Surveillance des banques: un nouveau concept

Banque & Finance n°112 novembre/décembre 2011

A la fin du mois de juin, la FINMA, l’Autorité fédérale de surveillance des marchés financiers, a commencé de communiquer la classification qu’elle a établie pour chaque établissement en vue de l’implémentation de son nouveau concept de surveillance.

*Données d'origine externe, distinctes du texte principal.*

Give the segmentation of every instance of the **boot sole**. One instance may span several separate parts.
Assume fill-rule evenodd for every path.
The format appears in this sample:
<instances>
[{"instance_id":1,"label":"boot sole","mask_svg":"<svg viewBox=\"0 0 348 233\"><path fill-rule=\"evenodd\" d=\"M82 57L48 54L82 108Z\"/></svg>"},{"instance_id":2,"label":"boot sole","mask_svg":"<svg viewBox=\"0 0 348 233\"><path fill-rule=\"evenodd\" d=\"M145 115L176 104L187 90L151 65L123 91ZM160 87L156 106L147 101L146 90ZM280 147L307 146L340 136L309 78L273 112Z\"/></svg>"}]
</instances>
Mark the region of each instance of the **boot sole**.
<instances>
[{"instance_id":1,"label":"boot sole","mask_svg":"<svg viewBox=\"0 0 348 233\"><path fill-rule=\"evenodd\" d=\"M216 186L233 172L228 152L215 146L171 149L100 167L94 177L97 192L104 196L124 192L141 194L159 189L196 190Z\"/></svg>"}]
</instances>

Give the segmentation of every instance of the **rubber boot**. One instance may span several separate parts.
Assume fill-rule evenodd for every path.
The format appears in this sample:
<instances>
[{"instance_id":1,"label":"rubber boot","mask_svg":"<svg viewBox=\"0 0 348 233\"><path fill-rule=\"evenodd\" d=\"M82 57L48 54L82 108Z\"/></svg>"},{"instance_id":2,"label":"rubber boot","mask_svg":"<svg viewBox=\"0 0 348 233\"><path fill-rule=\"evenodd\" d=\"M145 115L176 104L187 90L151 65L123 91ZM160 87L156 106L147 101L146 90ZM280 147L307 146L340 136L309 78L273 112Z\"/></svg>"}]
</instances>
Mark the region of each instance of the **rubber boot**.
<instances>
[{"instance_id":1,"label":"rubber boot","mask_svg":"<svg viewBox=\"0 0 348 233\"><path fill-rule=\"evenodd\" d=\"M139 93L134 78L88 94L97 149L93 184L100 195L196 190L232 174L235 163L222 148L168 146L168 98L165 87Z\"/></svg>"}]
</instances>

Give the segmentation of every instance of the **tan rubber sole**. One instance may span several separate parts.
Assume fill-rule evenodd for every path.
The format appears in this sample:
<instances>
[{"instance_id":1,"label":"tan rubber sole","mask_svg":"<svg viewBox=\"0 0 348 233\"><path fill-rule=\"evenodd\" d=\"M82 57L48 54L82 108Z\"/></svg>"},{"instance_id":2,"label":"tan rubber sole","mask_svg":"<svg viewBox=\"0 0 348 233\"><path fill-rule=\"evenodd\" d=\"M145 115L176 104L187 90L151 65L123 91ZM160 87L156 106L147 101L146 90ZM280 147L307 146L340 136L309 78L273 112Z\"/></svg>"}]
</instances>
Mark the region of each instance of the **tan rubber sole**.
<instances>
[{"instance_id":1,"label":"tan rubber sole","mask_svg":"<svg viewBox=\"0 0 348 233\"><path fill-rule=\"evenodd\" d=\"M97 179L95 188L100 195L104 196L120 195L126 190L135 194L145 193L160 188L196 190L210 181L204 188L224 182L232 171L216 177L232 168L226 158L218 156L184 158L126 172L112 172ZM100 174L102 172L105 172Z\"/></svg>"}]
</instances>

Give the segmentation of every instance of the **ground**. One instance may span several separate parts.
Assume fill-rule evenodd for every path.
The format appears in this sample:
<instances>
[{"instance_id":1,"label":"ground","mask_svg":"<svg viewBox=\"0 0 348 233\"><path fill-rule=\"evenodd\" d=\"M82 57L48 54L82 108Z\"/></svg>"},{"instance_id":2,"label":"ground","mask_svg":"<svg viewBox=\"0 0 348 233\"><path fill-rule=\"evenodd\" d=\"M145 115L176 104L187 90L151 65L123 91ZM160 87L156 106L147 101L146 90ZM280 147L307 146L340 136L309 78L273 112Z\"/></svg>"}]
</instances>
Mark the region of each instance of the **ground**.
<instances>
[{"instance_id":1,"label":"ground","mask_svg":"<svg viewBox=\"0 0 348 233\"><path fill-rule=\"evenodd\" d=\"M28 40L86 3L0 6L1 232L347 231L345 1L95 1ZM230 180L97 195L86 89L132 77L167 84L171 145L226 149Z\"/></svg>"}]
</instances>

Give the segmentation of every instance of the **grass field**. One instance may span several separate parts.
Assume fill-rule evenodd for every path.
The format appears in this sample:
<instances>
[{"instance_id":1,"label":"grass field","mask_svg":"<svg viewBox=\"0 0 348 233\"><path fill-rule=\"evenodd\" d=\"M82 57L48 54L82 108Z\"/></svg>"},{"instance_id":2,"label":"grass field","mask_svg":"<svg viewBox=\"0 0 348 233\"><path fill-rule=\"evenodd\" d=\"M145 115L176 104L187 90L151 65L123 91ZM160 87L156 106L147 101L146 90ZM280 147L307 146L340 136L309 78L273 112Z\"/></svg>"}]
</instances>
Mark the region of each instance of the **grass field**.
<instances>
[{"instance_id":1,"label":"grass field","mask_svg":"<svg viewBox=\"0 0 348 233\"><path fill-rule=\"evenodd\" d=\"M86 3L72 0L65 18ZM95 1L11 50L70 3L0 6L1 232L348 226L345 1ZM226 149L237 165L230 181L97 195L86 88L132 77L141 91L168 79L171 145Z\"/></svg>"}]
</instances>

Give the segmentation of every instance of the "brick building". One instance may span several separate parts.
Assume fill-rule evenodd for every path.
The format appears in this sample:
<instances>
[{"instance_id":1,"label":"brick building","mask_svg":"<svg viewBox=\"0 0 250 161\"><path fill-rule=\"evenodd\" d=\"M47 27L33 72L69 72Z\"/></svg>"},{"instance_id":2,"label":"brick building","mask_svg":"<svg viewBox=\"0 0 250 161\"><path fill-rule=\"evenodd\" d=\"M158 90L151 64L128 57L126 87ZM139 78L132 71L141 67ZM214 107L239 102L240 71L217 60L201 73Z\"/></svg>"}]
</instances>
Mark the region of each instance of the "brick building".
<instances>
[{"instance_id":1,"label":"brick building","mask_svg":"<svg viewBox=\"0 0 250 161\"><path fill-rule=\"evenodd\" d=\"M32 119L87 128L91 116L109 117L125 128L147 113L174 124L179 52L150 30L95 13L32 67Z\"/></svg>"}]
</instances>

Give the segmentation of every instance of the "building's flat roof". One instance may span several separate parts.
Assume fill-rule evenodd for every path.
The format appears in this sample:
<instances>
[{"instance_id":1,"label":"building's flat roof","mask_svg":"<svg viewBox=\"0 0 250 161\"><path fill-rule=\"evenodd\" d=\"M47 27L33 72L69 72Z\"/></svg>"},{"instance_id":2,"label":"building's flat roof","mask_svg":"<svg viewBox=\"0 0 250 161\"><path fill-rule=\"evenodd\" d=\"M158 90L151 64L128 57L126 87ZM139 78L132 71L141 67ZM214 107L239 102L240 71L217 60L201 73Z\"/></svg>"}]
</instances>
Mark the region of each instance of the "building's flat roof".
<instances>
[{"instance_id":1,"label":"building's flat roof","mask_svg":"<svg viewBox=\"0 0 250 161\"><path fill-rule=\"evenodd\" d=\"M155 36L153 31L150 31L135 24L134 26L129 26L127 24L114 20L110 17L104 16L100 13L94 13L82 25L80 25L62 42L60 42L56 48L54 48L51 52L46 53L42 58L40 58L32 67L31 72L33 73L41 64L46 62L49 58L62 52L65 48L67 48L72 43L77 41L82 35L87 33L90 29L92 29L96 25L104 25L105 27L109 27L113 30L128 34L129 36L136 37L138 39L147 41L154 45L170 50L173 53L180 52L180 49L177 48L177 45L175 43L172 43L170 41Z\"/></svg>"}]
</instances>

La réorientation du concept de surveillance date du début du mois de janvier 2011 par le biais de sa communication No 19. Le présent article a pour but de traiter de la planification des fonds propres au travers du nouveau concept de surveillance, mais il est utile de relever au passage les grandes lignes du concept de surveillance mises en place.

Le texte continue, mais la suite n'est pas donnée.